Jan Zaryn's comments regarding Anna Azari come in the midst of diplomatic crisis between two countries over anti-Semitism and the Holocaust.

Polish senator Jan Zaryn
Polish senator Jan Zaryn

A Polish senator for the ruling party said he would not shake hands with Israel’s ambassador and that he favors her expulsion from Poland for saying anti-Semitism was on the rise there.

In an interview published on Friday by the wPolsce news site, Jan Zaryn said: “If anyone today thinks to equate in any way the rule of the Law and Justice party to the persecution of Jews led by the communist party apparatus in 1968, or by the marshals, then I certainly will not shake hands with such a person.

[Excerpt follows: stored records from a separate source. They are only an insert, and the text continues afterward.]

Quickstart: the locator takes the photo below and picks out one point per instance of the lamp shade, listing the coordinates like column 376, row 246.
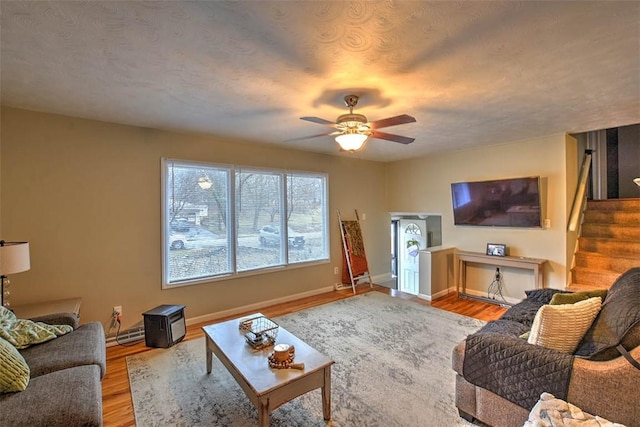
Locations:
column 351, row 141
column 14, row 257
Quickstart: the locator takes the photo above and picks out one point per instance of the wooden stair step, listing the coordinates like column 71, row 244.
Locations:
column 611, row 217
column 593, row 276
column 612, row 231
column 617, row 263
column 609, row 246
column 614, row 204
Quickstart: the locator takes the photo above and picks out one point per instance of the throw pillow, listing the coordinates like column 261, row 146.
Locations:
column 561, row 327
column 574, row 297
column 541, row 295
column 14, row 371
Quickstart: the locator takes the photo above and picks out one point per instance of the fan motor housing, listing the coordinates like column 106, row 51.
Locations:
column 351, row 117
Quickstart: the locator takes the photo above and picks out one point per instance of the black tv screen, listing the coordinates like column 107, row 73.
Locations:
column 511, row 202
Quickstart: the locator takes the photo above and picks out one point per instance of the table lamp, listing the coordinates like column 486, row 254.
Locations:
column 14, row 258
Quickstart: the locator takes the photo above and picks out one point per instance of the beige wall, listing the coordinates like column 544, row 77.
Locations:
column 424, row 185
column 86, row 195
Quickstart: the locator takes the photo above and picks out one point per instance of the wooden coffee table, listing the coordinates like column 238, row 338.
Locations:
column 268, row 388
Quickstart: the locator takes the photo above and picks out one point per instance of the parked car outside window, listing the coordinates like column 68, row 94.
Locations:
column 195, row 238
column 269, row 235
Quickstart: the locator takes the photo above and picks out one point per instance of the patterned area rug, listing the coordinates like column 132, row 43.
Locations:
column 393, row 368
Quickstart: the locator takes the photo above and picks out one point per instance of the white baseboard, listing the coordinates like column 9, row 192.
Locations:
column 255, row 307
column 433, row 296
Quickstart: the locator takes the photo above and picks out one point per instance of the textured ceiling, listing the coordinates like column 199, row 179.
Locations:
column 471, row 73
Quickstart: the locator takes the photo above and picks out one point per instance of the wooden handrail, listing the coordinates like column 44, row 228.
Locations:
column 580, row 198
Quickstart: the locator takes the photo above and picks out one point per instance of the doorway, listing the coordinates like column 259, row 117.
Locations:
column 411, row 233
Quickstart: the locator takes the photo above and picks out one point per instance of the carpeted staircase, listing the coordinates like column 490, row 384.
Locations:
column 609, row 243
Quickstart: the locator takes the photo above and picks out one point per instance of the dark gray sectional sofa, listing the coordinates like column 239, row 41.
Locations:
column 65, row 388
column 601, row 383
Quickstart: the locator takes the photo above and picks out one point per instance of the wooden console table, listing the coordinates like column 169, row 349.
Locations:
column 462, row 258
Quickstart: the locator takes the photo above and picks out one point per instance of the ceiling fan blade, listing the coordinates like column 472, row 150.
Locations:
column 392, row 137
column 392, row 121
column 312, row 136
column 318, row 120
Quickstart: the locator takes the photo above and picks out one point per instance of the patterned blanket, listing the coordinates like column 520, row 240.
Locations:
column 552, row 412
column 22, row 333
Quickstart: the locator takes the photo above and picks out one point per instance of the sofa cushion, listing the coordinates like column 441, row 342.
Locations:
column 561, row 327
column 620, row 313
column 524, row 312
column 14, row 371
column 70, row 397
column 84, row 346
column 574, row 297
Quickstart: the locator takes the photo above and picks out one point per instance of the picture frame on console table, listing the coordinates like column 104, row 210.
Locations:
column 496, row 249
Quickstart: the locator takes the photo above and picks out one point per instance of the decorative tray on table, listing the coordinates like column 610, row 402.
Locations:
column 260, row 332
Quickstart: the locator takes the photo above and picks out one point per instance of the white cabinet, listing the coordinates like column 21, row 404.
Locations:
column 436, row 271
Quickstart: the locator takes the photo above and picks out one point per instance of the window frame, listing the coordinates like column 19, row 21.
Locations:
column 232, row 223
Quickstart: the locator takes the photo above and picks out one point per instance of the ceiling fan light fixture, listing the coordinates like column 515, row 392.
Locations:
column 351, row 141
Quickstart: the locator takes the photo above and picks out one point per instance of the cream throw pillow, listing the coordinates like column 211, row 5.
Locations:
column 14, row 371
column 561, row 327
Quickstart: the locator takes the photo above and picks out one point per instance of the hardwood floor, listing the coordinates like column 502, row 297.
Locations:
column 116, row 396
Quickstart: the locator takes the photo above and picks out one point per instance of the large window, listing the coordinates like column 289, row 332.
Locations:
column 221, row 220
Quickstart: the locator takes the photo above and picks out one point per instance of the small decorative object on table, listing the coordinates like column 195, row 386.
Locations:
column 260, row 332
column 282, row 357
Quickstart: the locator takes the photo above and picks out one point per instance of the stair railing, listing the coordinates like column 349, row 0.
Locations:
column 581, row 192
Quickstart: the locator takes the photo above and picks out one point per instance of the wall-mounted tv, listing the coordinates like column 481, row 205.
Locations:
column 511, row 202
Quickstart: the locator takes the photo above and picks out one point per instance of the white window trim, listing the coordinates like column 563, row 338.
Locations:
column 232, row 232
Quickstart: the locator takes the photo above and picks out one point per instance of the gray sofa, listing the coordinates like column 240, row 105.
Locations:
column 603, row 384
column 65, row 388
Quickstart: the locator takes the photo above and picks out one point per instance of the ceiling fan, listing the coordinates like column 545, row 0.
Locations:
column 353, row 130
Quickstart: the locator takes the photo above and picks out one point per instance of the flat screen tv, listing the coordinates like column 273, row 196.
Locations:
column 513, row 202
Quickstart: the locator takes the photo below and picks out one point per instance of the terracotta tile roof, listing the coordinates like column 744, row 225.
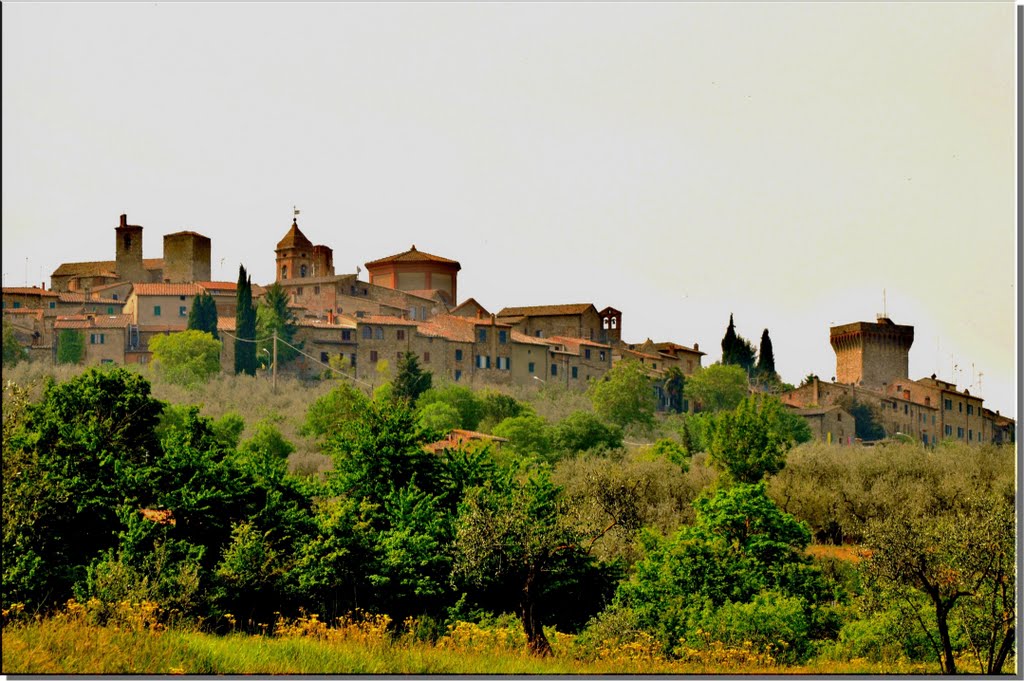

If this is done by the ambassador of a foreign state, then maybe we have to ask this lady to leave this country.”

His comments about Anna Azari come amid a diplomatic crisis between Israel and Poland over anti-Semitism and the Holocaust. The crisis began with the passing of a law in January that criminalises blaming Poland for Nazi crimes. Several Jewish groups said the law impedes open debate and risks censoring research. Some critics of the law said it whitewashes what they called Polish complicity.

These allegations unleashed a wave of anti-Semitic hate speech online and several real-life anti-Semitic incidents, which Azari last month condemned. According to the Never Again watchdog on anti-Semitism, the volume of anti-Semitic hate speech in Poland since January exceeds that observed in the preceding decade combined.

Israeli Prime Minister Benjamin Netanyahu last month called “outrageous” the remark of his Polish counterpart, Mateusz Morawiecki, who said in an interview that the Holocaust had not only German, Ukrainian and Polish perpetrators, but Jewish ones, too.

The United States has also publicly condemned Poland’s legislation on discourse about the Holocaust and, according to one report, is resolved not to host Poland’s senior leadership until the crisis is resolved.

Azari revisited this issue during a speech last week at an event in Warsaw commemorating the evnts of March 1968. That year, a student uprising that began over the expulsion of two Jews critical of communism from the University of Warsaw prompted a government-led campaign of anti-Semitic incitement that ended with the emigration of tens of thousands of Jews. They left their possessions in Poland and stripped of their Polish nationality.

Since January, “it has been very easy to wake up and recall all anti-Semitic demons in Poland,” Azari said in the speech.